I'm trying to GET the following URL in Delphi using TIdHTTO
but it fails:
https://api.sketchengine.eu/bonito/run.cgi/wsketch?lemma=上海&username=agofpos&api_key=ce39ab3f07544e759b068338ac1974e2&corpname=preloaded/zhtenten17_simplified_stf2&format=json
Using POSTMAN is OK, though.
Here is my code:
url := 'https://api.sketchengine.eu/bonito/run.cgi/wsketch?lemma=上海&username=agofpos&api_key=ce39ab3f07544e759b068338ac1974e2&corpname=preloaded/zhtenten17_simplified_stf2&format=json';
memoResult.Text := idHttp.Get(url);
Do we need special handling when dealing with non-English characters during GET? If so, how?
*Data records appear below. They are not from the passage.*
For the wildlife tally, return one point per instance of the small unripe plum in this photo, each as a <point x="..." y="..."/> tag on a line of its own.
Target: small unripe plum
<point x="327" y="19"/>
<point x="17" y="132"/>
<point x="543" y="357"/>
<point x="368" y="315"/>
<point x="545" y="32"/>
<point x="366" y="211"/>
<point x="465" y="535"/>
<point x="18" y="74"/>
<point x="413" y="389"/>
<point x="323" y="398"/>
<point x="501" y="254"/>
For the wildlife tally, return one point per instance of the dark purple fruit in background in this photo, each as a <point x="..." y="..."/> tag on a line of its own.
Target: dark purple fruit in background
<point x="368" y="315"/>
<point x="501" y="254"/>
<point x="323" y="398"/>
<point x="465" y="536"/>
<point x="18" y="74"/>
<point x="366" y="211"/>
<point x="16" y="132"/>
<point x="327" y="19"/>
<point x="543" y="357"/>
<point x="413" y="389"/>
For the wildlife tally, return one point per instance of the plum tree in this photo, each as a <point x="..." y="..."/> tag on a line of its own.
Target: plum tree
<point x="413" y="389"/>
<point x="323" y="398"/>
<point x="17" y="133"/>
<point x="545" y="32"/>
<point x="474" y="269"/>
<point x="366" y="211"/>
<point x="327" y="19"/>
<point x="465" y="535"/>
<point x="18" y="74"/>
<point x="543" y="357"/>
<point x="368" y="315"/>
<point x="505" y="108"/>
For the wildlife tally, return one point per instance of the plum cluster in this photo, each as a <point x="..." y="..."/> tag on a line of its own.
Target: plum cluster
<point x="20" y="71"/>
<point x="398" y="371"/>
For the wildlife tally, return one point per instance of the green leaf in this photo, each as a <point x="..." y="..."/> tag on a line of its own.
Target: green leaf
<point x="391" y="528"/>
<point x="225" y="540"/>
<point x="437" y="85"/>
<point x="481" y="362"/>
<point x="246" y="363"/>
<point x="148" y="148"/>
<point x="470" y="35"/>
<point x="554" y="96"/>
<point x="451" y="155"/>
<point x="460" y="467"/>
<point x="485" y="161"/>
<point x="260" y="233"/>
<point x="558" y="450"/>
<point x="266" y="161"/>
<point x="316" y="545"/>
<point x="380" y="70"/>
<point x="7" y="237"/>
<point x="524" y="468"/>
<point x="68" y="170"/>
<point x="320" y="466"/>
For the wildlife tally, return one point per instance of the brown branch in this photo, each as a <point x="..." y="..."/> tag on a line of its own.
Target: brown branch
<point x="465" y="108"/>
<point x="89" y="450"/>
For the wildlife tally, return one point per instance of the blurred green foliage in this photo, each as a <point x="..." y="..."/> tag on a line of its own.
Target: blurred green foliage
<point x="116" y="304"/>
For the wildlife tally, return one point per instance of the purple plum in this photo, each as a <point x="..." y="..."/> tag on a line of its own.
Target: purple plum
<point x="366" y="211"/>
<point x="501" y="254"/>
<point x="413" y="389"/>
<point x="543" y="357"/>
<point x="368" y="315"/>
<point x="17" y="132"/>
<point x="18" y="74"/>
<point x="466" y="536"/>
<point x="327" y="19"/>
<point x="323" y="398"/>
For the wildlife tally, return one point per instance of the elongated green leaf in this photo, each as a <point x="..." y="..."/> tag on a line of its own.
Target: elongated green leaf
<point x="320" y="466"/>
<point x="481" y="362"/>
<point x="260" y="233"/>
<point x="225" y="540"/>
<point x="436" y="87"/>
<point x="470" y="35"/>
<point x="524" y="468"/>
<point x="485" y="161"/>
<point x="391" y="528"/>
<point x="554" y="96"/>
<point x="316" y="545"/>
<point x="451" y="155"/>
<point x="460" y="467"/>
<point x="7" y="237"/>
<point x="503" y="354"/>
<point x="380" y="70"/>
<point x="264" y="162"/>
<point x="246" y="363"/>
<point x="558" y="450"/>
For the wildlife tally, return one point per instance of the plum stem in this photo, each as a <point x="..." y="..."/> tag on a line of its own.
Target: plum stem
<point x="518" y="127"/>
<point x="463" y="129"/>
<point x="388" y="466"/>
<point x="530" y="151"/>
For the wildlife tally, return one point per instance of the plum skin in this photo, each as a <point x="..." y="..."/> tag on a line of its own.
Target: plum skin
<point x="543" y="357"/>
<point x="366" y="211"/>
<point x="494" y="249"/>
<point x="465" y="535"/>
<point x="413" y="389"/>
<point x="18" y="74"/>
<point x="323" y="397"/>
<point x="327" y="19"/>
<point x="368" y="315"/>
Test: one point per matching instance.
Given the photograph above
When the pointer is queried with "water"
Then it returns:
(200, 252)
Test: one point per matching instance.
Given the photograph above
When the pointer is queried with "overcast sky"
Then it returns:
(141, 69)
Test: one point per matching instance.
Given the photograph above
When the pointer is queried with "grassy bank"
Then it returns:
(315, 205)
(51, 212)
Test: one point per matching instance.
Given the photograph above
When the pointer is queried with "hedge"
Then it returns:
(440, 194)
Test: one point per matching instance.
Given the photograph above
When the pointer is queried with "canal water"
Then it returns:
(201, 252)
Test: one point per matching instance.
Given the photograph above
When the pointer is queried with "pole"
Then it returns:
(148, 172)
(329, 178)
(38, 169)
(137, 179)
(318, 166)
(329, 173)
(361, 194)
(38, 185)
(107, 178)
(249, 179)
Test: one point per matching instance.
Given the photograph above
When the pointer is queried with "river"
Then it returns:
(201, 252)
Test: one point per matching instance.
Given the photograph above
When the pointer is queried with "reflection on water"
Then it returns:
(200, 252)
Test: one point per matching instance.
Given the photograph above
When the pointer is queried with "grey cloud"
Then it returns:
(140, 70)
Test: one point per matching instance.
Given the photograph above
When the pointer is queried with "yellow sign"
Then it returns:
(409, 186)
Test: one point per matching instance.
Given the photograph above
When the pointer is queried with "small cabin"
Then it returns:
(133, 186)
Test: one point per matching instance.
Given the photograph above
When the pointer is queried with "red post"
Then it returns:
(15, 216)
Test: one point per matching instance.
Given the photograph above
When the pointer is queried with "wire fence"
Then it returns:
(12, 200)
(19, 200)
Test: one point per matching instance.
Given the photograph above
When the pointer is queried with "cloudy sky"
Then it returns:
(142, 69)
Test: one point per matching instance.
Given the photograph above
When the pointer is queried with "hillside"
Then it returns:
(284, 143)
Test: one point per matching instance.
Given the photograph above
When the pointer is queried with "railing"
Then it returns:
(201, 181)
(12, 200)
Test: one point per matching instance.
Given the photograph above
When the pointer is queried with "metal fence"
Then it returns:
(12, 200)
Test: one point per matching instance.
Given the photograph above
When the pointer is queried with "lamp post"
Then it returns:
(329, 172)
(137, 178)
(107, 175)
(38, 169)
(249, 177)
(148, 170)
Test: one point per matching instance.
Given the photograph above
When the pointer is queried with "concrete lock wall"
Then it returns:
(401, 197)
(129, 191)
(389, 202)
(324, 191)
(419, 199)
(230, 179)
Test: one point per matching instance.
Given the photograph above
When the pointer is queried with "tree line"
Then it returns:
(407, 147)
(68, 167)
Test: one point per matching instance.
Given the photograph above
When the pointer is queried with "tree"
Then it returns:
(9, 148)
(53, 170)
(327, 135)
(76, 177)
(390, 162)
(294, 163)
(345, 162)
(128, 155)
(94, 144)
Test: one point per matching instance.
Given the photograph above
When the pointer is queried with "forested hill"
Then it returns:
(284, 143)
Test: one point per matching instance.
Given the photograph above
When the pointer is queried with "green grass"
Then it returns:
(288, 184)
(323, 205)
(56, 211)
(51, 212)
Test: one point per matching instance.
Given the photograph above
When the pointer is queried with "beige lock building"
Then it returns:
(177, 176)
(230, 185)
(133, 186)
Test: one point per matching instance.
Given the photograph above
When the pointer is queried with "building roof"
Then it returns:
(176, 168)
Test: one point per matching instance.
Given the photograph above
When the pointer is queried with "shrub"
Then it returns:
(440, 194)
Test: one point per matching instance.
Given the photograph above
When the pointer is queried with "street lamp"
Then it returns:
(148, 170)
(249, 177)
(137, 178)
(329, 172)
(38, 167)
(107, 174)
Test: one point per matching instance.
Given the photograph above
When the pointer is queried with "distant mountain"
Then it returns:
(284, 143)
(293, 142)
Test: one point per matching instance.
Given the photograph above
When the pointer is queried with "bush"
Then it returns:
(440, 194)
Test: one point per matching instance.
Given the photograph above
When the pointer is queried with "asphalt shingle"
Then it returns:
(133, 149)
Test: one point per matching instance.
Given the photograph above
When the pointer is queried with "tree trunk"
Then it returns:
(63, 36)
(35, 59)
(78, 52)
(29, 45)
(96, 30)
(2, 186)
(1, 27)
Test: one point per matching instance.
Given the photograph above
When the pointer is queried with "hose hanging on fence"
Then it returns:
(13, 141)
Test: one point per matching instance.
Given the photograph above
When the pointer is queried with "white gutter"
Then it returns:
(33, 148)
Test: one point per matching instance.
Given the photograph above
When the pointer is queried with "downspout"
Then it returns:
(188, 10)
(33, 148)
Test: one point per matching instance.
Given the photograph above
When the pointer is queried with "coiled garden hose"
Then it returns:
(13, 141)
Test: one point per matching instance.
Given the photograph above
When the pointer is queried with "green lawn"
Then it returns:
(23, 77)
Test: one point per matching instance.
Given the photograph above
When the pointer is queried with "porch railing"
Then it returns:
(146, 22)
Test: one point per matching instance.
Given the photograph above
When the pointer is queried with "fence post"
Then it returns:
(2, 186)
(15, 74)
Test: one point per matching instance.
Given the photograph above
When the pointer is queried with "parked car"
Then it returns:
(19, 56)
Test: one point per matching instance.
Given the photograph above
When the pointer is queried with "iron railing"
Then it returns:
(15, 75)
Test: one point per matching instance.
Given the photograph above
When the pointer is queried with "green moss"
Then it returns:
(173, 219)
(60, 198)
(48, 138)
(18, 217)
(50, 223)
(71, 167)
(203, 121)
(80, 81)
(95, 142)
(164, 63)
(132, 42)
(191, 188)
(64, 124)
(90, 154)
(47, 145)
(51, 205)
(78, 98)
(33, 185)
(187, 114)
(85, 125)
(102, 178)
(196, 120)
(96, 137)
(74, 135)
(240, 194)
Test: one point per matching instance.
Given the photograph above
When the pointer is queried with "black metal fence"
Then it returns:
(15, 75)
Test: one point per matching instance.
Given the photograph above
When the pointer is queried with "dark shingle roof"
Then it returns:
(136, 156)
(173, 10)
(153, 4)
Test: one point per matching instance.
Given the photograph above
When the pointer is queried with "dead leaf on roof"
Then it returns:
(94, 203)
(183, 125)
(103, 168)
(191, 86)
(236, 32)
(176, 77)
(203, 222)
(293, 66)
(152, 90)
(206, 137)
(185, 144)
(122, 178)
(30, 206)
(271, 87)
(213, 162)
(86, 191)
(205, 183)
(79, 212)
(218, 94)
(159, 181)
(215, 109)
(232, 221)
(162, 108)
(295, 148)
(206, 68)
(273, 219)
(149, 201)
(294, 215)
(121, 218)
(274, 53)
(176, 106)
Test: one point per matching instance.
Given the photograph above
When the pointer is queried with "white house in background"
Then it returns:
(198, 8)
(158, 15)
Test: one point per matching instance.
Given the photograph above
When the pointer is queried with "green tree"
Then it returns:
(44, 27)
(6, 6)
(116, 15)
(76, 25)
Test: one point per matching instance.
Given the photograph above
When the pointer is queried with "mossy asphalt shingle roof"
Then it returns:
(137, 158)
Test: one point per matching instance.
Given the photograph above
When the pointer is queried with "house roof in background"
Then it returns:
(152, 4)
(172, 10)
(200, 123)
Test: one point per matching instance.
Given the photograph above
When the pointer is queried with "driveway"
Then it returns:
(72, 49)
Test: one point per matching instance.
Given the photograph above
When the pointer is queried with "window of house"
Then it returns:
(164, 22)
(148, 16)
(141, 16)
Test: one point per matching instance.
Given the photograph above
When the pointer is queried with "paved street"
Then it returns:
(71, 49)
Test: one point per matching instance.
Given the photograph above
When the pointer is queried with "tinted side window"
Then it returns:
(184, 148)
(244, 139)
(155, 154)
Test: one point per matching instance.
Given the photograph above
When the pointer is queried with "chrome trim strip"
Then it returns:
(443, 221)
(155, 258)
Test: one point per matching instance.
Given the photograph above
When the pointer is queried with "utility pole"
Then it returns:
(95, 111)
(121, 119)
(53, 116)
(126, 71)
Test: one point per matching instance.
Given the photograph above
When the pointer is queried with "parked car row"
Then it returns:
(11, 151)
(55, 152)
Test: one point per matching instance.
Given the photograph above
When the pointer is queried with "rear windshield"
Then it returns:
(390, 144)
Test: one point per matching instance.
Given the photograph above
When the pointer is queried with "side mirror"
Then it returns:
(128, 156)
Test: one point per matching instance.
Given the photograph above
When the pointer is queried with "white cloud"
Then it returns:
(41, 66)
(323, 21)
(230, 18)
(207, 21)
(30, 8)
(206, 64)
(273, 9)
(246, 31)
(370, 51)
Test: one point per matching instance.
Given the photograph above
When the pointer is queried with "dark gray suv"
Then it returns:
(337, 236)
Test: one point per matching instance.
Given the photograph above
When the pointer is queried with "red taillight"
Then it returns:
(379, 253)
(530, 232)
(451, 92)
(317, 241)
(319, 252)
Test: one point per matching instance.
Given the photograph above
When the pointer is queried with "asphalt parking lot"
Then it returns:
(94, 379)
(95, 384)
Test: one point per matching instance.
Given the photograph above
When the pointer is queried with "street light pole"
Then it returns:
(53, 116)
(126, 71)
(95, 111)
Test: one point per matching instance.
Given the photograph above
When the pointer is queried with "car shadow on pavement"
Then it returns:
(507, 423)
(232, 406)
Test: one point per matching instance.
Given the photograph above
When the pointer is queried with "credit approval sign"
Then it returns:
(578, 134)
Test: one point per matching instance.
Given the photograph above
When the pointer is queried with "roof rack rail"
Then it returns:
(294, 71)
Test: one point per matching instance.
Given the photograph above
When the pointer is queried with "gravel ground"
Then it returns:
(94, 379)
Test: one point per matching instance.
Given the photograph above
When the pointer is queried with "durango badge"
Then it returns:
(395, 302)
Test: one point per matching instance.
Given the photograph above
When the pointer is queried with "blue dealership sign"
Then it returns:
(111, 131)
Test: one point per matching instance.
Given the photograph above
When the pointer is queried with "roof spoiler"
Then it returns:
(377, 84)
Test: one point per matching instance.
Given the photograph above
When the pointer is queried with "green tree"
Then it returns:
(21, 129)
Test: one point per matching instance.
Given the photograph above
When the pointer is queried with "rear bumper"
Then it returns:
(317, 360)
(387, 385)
I'm using Delphi 10.2, if that helps.
URLs do not allow non-ASCII characters (IRIs do, but those are not widely in use yet). In a URL, you must url-encode any non-ASCII characters (and other reserved) characters, such as with Indy's TIdURI
class, eg:
uses
..., IdURI;
url := 'https://api.sketchengine.eu/bonito/run.cgi/wsketch?lemma=' + TIdURI.ParamsEncode('上海') + '&username=agofpos&api_key=ce39ab3f07544e759b068338ac1974e2&corpname=preloaded/zhtenten17_simplified_stf2&format=json';
memoResult.Text := idHttp.Get(url);
This will encode the Chinese characters to UTF-8 and then encode those bytes in %HH
format, eg:
Notice how the 上海
became %E4%B8%8A%E6%B5%B7
.
Web browsers, POSTMAN, etc handle this internally for you. You can confirm this by looking at the raw HTTP request that is actually being transmitted.